Разбойник вскочил с лавки, торопясь поскорее избавиться от моей компании, но схватить меня за локоть, чтобы поднять, побоялся, только буркнул:
– Тебе чего, девка, отдельное приглашение нужно?
Неухоженный сад тоскливо мок под дождем, утратившим прежнюю резвость и теперь только неохотно сеявшим мелкой влажной пудрой. В сенях дома нас встретила угрюмая высокая женщина с пустым ведром в руках. Видать, собиралась к колодцу. Ее сильное упругое тело, пахнущее потом и молоком, пряталось под домашним линялым платьем и измазанным мукой черным передником. Рано поседевшие волосы покрывала косынка. При нашем появлении она брезгливо поджала губы и стала выглядеть гораздо старше своих лет: как-то вмиг проявилась сеточка вокруг карих глаз и глубокая бороздка на переносице.
Женщина посторонилась, пропуская нас в кухню, наполненную запахами каши, хлеба и чего-то до омерзения кислого. Потом я поняла чего: это был запах сохнущих на натянутой веревке заношенных мужских портянок. Из-за печки, полный любопытства и страха, высовывался острый носик рыжеволосой девчонки, так похожей на нашего маленького провожатого. А в горнице, скрытой занавеской, кричали, гоготали и, кажется, били посуду.
Сорвав занавеску, под громогласный хохот к нам под ноги вывалился пьяный увалень.
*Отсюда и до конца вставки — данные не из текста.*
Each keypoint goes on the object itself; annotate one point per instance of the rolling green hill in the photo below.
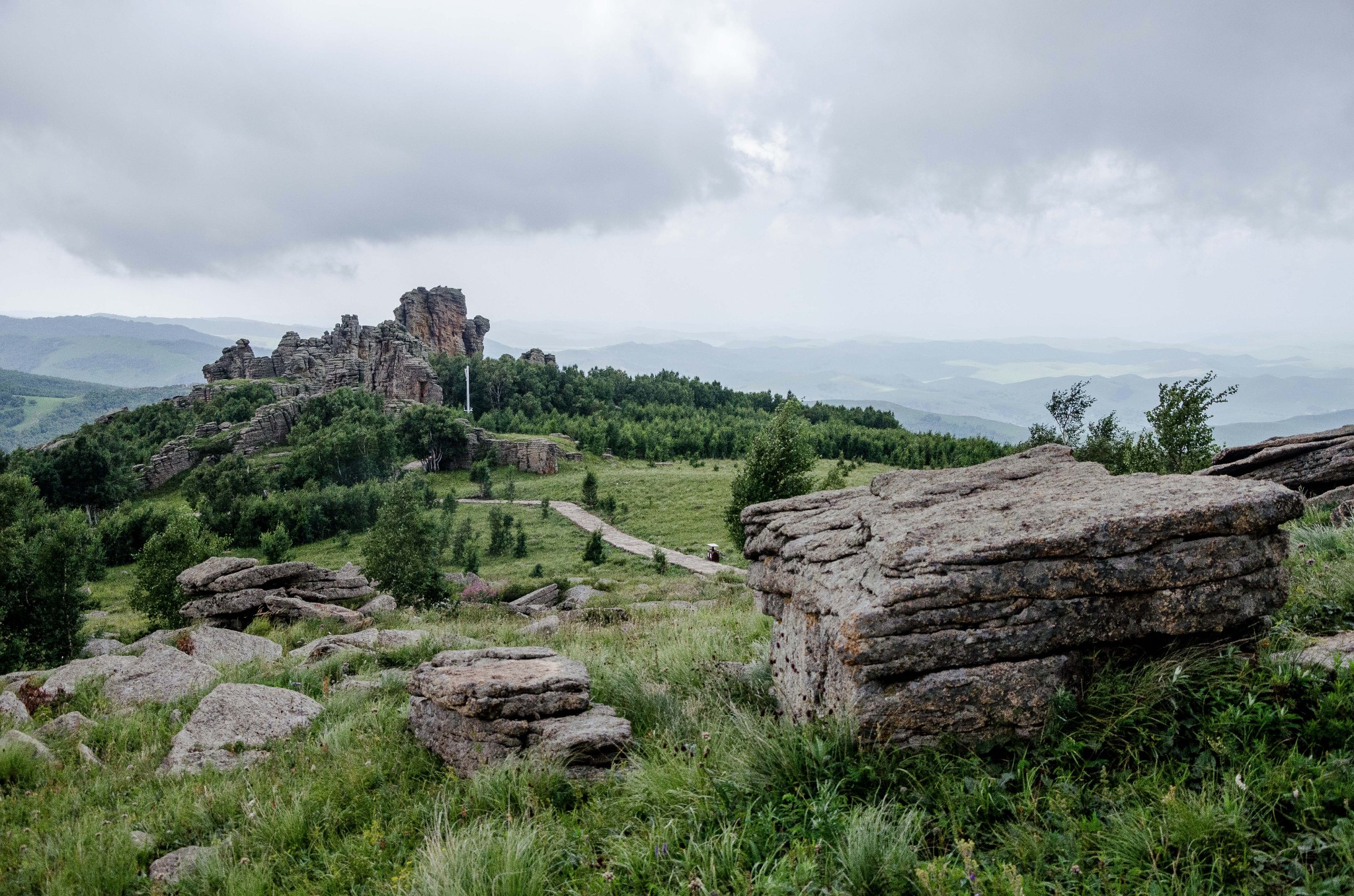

Смачно рыгнув, он приподнял голову, обвел кухоньку налитыми кровью глазами и провалился в тяжелый сон, уютно подогнув колени. В комнате за широким столом пировали завоеватели, во главе сидела Людмила в расстегнутой алой рубахе, без портов, бесстыдно расставив голые ноги, в руках – бутыль. Светлые хмельные глаза сонно и довольно рассматривали пахнущий перегаром разгул. Она хлебала прошлогоднее смородиновое вино прямо из горла, и бордовый напиток стекал по подбородку, капая на шелковый ворот.
– А вот и ты! – Она ткнула в мою сторону бутылью. – Будешь?
Я отрицательно покачала головой. Усатый стервец, мой тюремщик, оттолкнув меня, под гомон поспешил к столу и, выхватив из рук подельщика стакан, жадно опрокинул его в себя.
– Присоединяйся, – любезно икнула Людмила, с шальной улыбкой еще раз окинув взором компанию.
Я стояла на месте, чувствуя, как поводок предостерегающе сжал запястье.
– Что ты делаешь с теми двумя? – едва шевеля языком, спросила она, неопределенно мотнув головой.
Я не ответила и стала разглядывать ее, скорее, с удивлением. Так смотрят на забавную зверюшку, прекрасно понимая, что под мягкой пушистой шерстью прячется ядовитое жало.
– Отвечать!!! – вдруг заорала женщина, с размаху шибанув бутылью по столу, так что все присутствующие тут же примолкли и обратили ко мне свои взоры.
Не испугала, я только чуть усмехнулась.
– Вон все! – приказала Людмила, вытирая губы. Разбойники переглядывались, не торопясь оставить нас в одиночестве. – Я сказала, пошли отсюда к ядреной матери!!!
Заскребли, отодвигаясь, лавки. Мужички, опустив нечесаные немытые головы, застегивали на ходу пуговицы да ремни и быстро спешили к двери. Кто-то вытащил в сени и храпящего на кухонном полу пьянчугу. Мы остались вдвоем.
– Присоединяйся, – еще раз предложила разбойница. – Не хочешь? Неужели не голодная? Гы, – оскалилась она некрасиво. Между ее передними зубами, до странности белыми, темнела щелка. – Браслет покажи.
– С чего бы?
– Да потому что, – вытянулась девица, – один щелчок пальцев – и пшик, тебя нет.
– Меня и так нет. Чего лыбишься?
– Когда Роман Менщиков умирал, поговаривают, тебя все звал. Еще слышала, ты должна была стать его преемницей, – не успокаивалась она.
– Ты меня о Романе Менщикове поговорить позвала? Старика не жаль, подставил он меня. Наплевать на него. Собаке собачья смерть! – Я облокотилась на косяк, принимая видимо расслабленную позу, но внутри вся сжалась пружиной.
– Ты была бы достойна. – Людмила шумно отхлебнула вина и облизала алые, под стать цвету рубахи, губы.
– Вряд ли. Чего тебе нужно?
– Жизнь в лесу, среди мужичья, сложная, – начала она, прищурившись. – Эти, – она небрежно махнула бутылью в сторону двери, плеснув бордовые капли, – они же как звери – чуть ослабишь хватку и тебя растерзают. Все, что я вижу изо дня в день, – небритые рожи, ножи, смрадное дыхание, страх. Много страха. Им дышат и жалят, как гадюки, – сжав грязный кулак так, что косточки побелели, прошипела Людмила, устремив взор в мутное оконце.
– Разве тебе не нравится, что тебя боятся?